Saat wanita itu bercerita, pandangan Andika menjelajahi seisi ruangan. Ia melihat bingkai foto-foto yang berjejer rapi di atas lemari kayu yang dipenuhi ukiran. Foto-foto itu menunjukkan wanita itu bersama seorang pria paruh baya yang terlihat sakit. Di salah satu foto, terlihat pria itu sedang berbaring di sebuah ranjang, wajahnya pucat pasi. Andika mulai merasa sangat tidak nyaman. Semua kejanggalan yang ia temukan, mulai dari keheningan yang mencekam hingga barisan foto, membuat firasat buruknya semakin kuat.
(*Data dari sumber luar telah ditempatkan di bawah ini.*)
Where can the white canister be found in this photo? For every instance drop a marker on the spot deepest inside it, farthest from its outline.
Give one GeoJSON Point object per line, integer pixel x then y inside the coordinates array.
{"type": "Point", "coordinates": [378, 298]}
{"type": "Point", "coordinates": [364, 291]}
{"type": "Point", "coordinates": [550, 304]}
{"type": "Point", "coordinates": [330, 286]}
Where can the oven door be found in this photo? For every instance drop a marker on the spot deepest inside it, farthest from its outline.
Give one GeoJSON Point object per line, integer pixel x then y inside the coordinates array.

Ia menolak tawaran barang antik dengan sopan dan berpamitan, namun wanita itu memohon agar ia tinggal sebentar, seolah ia adalah satu-satunya harapan untuk mengusir kesepiannya.

"Jangan pergi Nak. Saya kesepian. Suami saya juga suka ditemani," kata wanita itu dengan suara pelan yang kini terdengar memelas.

Tiba-tiba, ia mendengar suara batuk kering yang sangat pelan dari arah kamar tidur di ujung koridor. Suara itu begitu lemah, seolah berasal dari seseorang yang sudah sangat tua dan sakit. Wanita itu tersenyum sendu. "Itu suami saya Nak. Dia masih sakit. Apa kamu mau menemuinya?" tawarnya.

Andika menggelengkan kepala, ketakutan mencengkeramnya. Ia merasakan firasat buruk yang sangat kuat, sebuah peringatan naluriah untuk segera keluar dari rumah ini. Ia mencoba beranjak dari sofa, namun kakinya seolah berat untuk melangkah, seolah ada kekuatan tak terlihat yang menahannya.

Pandangannya secara tak sengaja tertuju pada sebuah cermin besar yang tergantung di dinding ruang tamu. Ia melihat pantulan dirinya yang ketakutan, dengan wajah pucat dan mata membelalak. Namun, di belakangnya... tidak ada siapa-siapa.

Ia menoleh ke belakang, di sana masih ada wanita paruh baya itu, berdiri tegak di sampingnya. Namun, di dalam cermin, pantulan wanita itu tidak ada. Cermin itu hanya menunjukkan pantulan Andika dan perabotan kosong di belakangnya. Andika terbelalak, jantungnya berdebar kencang. Ia menatap cermin, lalu menatap wanita itu, berulang kali, mencoba mencari penjelasan logis, namun tidak ada.

"Kenapa Nak?" tanya wanita itu, suaranya terdengar dingin. Senyumnya kini terlihat mengerikan, bibirnya ditarik ke atas, namun matanya tetap kosong. "Kamu takut?"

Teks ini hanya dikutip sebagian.